Wheeling City Council To Hold Public Hearing on $12 Million Bond for Oglebay
Council Meetings Temporarily Moved to Second-Floor Courtroom

Bob Peckenpaugh, president and CEO of the Wheeling Park Commission, speaks during a celebration of renovations to Oglebay Park Resort’s Wilson Lodge in August 2024. (File Photo)
WHEELING — City officials in Wheeling will be meeting in a new location tonight for what promises to be the first of many sessions in a temporary space over the next few months.
Tonight’s meeting of Wheeling City Council will take place in the courtroom on the second floor of the City-County Building on Chapline Street downtown. The relocation of the city council meetings, as well as the temporary displacement of city and county offices located on the first floor of the building, is expected to last through the end of the year as major renovations in the facility continue.
Among the items on tap for tonight will be a public hearing on a bond issue for a $12 million Oglebay Park Improvement Bond.
The city is assisting the Wheeling Park Commission with the financing for planned improvements to Wilson Lodge, The Good Zoo and other areas of Oglebay.

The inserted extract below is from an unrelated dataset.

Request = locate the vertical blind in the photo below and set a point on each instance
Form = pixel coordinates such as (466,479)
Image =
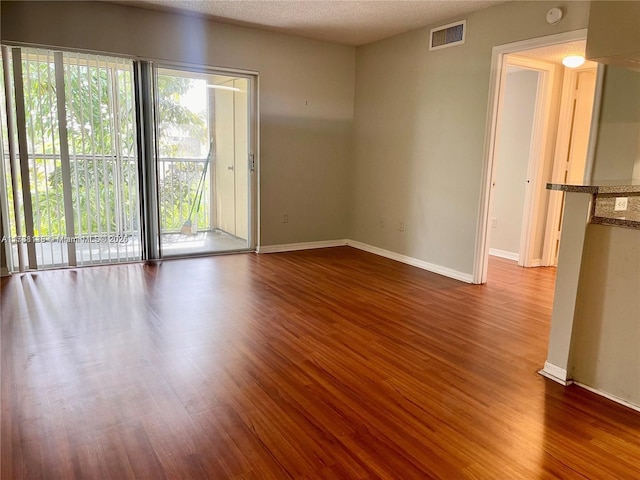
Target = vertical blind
(70,173)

Officials from the Wheeling Park Commission are expected to speak on the proposal during tonight’s public hearing. If approved, the revenue bonds will be repaid by the Wheeling Park Commission. The city is simply serving as a liaison to help the commission secure this financing for improvements at the park.
Following the public hearing on the matter at the beginning of tonight’s meeting, council is scheduled to hear a third and final reading on the ordinance for the Oglebay Park Improvement Revenue Bond and take a vote on the issue.
Other unfinished business slated for tonight’s meeting include final readings and votes for several Community Development Block Grant allocations to local non-profit organizations.
A relatively light agenda of new legislation is scheduled to come before city council tonight. Only four new ordinances are slated for first readings.
Council will hear a first reading on an ordinance to spend $27,000 with Centrisys of Kenosha, Wisconsin, for the purchase of rental services for a centrifuge to be charged to the Water Pollution Control division. This has been a monthly rental charge that has been occurring for more than a year since the spring 2024 flood that damaged to the city’s Wastewater Treatment Plant. The city is moving forward with projects to repair the facility and bring tens of millions of dollars in additional improvements and needed updates to the plant.
A new ordinance is scheduled to be introduced tonight to spend $23,999 with Cast and Baker of Canonsburg, Pa., for paving of Duquesne Avenue. This project will be charged tot he Water Pollution Control and Water departments. Crews were scheduled to mill and pave the road today, and the work was expected to be completed in one day.
Two new traffic ordinances are also scheduled for first readings during tonight’s meeting. One ordinance would create a three-way stop intersection at Hawthorne Court and Emerson Road in Woodsdale. Another new ordinance would create a no parking zone on Fridays from 4 a.m. to 8 a.m. on the north end of Lane B, extending for 50 feet from Fifth Street going south in North Wheeling.
Tonight’s council meeting is scheduled to begin at 5:30 p.m. Prior to the council meeting, members of the Finance Committee of Council are slated to meet at 5:15 p.m. to review the city’s September financial report.